Meeting ID: 959 4867 2934
Passcode: 082036
Title: Generative Adversarial Learning using Optimal Transport
Abstract:
Generative Adversarial Learning (GAL) aims to learn a target distribution in an adversarial manner. A Generative Adversarial Network (GAN) is a concrete implementation of GAL using a discriminator and a generator that play a min-max game. GANs have been used in many machine learning and computer vision applications. However, GANs are known to be hard to train, mainly because a min-max saddle point optimization problem needs to be solved in GAL. In this thesis, I investigate several methods to improve generative adversarial learning using Optimal Transport (OT).

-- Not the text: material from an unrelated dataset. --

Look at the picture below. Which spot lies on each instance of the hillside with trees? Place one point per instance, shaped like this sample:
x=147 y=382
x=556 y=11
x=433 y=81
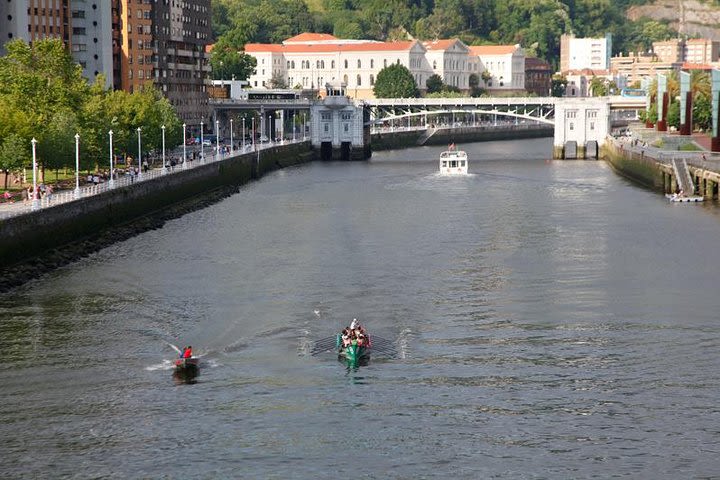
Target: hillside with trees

Previous Wasserstein GANs (WGANs) do not compute the correct Wasserstein distance to train the discriminator. To address this problem, I propose WGAN-TS that uses the L1 transport cost and computes the correct Wasserstein distance to train the discriminator. To ensure the local convergence of WGANs, I propose WGAN-QC that adopts the quadratic transport cost. I prove that WGAN-QC not only computes the correct Wasserstein distance but also converges to a local equilibrium point. To compute the Wasserstein distance over the whole dataset, I propose to use Semi-Discrete Optimal Transport (SDOT) to match noise points and the real images during GAN training. To measure the quality of an SDOT map, I use the Maximum Relative Error (MRE) and the L_1 distance between the target distribution and the transported distribution obtained by an OT map. I propose statistical methods to estimate the MRE and the L_1 distance. I propose an efficient Epoch Gradient Descent algorithm for SDOT (SDOT-EGD). To deal with the 2D special case of GAL, I propose to use OT to learn 2D distributions. In particular, I adopt OT to match persistent diagrams in training a topology-aware GAN and learn density maps in the crowd counting task. Finally, I use OT and the topological maps of the crowd to improve the crowd counting performance and propose a topology-based metric to measure the quality of the crowd density maps.